Critical reviews

Francesca Callipari

Art critic and Art curator

Loredana Miolla moves between antiquity and the contemporary. With a natural propensity for research and knowledge, she shows off a refined and meticulous style, knowing how to combine the pictorial techniques of the past with a more "current" vision, giving her images an incomparable visual and emotional impact. From sacred figures, which stand out on a gold background or on carefully described landscapes, Miolla moves with dexterity towards the genre of landscape or portrait, seeking in each work a borderline dimension between spirituality and materiality. Static but at the same time strongly expressive, her characters, imbued with vitality and mysticism, fit into tight and impenetrable settings with the desire to quickly communicate with the onlooker, as demonstrated by the looks and poses of some saints.

In other works such as "Il vento nuovo" we delve, instead, into an almost furtive vision that immediately places us in a silent attitude. The protagonists of the painting, a man and a woman, placed in an unreal scenario that seems to merge inextricably with the plasticity of their bodies, are totally focused on their tender moment.

They turn their gaze towards an elsewhere that we can only imagine, surrounded by an aura of mystery. Once again operating a synthesis between ancient and modern, the artist decides to partially show us the man's face, hiding, instead, that of the female figure who turns her back to the observer, thus recalling a whole series of characters that have characterized many famous works in the history of art from the Middle Ages to the twentieth century. The two bodies, intertwined in a solid embrace, have an almost sculptural rendering, evident above all in the folds of the female dress that while evoking the movement of the wind suggest the idea of ​​something immovable. A work with an almost cinematic edge that comes across as an exaltation of love that endures over time because, as the writer Henry van Dyke stated:

Time is too slow for those who wait, too fast for those who fear, too long for those who suffer, too short for those who rejoice... but for those who love, time is eternity.

Prof. Ruggiero Doronzo

Art historian

The art of Loredana Miolla is born from a long and prolonged study of Byzantine art, with a focus on Western art. In fact, Miolla prefers to create icons through a series of technical and spiritual steps, which arise from profound reflections and meditations. The Artist, in fact, prefers images of great human depth, arising from her sensitivity and her studies and insights into Christian culture.

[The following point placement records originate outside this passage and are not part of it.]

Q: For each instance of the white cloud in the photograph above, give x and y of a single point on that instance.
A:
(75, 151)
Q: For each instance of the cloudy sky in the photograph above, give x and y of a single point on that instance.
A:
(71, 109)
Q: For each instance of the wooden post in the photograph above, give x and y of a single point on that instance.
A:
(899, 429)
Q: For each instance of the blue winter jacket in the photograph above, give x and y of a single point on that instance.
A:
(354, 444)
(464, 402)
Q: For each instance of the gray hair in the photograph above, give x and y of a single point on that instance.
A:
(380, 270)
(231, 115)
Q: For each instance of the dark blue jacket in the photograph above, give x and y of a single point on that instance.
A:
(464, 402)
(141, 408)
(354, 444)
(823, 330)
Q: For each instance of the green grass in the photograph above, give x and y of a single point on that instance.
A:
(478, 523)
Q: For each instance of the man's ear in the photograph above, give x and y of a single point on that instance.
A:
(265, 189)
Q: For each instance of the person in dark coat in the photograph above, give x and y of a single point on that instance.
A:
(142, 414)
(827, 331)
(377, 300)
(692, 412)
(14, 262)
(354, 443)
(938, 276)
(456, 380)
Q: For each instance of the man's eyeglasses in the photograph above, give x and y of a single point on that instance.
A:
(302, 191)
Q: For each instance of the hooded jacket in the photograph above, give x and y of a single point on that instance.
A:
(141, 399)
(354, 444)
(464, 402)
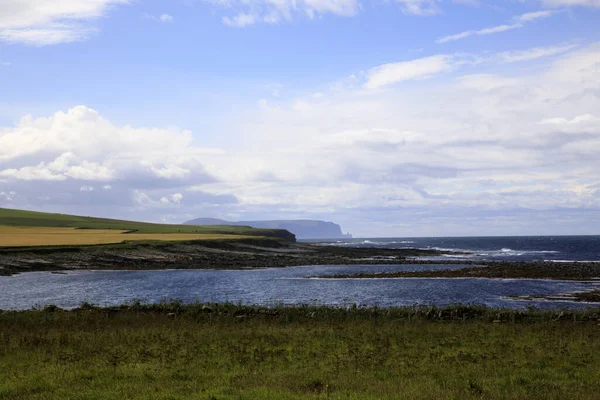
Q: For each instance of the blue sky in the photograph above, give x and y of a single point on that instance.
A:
(394, 118)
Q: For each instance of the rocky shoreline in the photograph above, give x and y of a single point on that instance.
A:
(500, 270)
(197, 255)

Her figures arise from a hagiographic reading of the sources and the consequent interpretation of the Artist, capable of contextualizing them and placing them in an absolutely contemporary reading. I refer to the desire to insert the Child of Prague within a meadow, which leads well beyond, towards the city of Prague painted at the bottom left. This is linked to a profound Christological symbolism, which ranges from the most purely decorative elements to the Hebrew inscriptions, which run along the sides and lower part of the frame. The Infant of Prague, according to the usual iconography, is portrayed in a hieratic position and wears a sumptuous white robe with gold embroidery. He raises his right hand in blessing and with the other he holds the golden globe surmounted by the cross.

The name of Jesus itself, written in red on the chest, alludes to the blood shed by the child martyrs, becoming highly historically relevant if we consider the ongoing clashes in the Gaza strip. A little further down, a mystical lamb is lying inside a flower, alluding to the Book of Revelation sealed with seven seals. The branches and grapes symbolize respectively the Church, the Last Supper and the Passion of Jesus. The goldfinch also refers to the Passion, while the pomegranates are a symbol of fertility as indicated in Deuteronomy (8.8).

On the lawn we can see thistle flowers, which by their thorns allude to the crown placed on Jesus' head when he was mocked by the henchmen.

These are solutions that Loredana Miolla highlights because her art wants to be open to all and not at all elitist.

With Saint Lucy, Miolla represents a sober figure, but at the same time of an ethereal beauty, in which the light defines the pure face of the saint, which stands out against a golden background. It is an external light that shapes the figure of Lucy and gives her a harmonious narrative tone, capable of reaching the heart of the beholder and leading him to reflection. A reflection that always remains awake and vibrant like the flame that rises between the eyes of Saint Lucy, resting on the saucer, held in the right hand.

In her works, Loredana Miolla captures the essence of things in a vision characterized and guided by strong religiosity, which through art reaches the highest and most intimate results of the noblest emotions of the entire chromatic range of human feelings.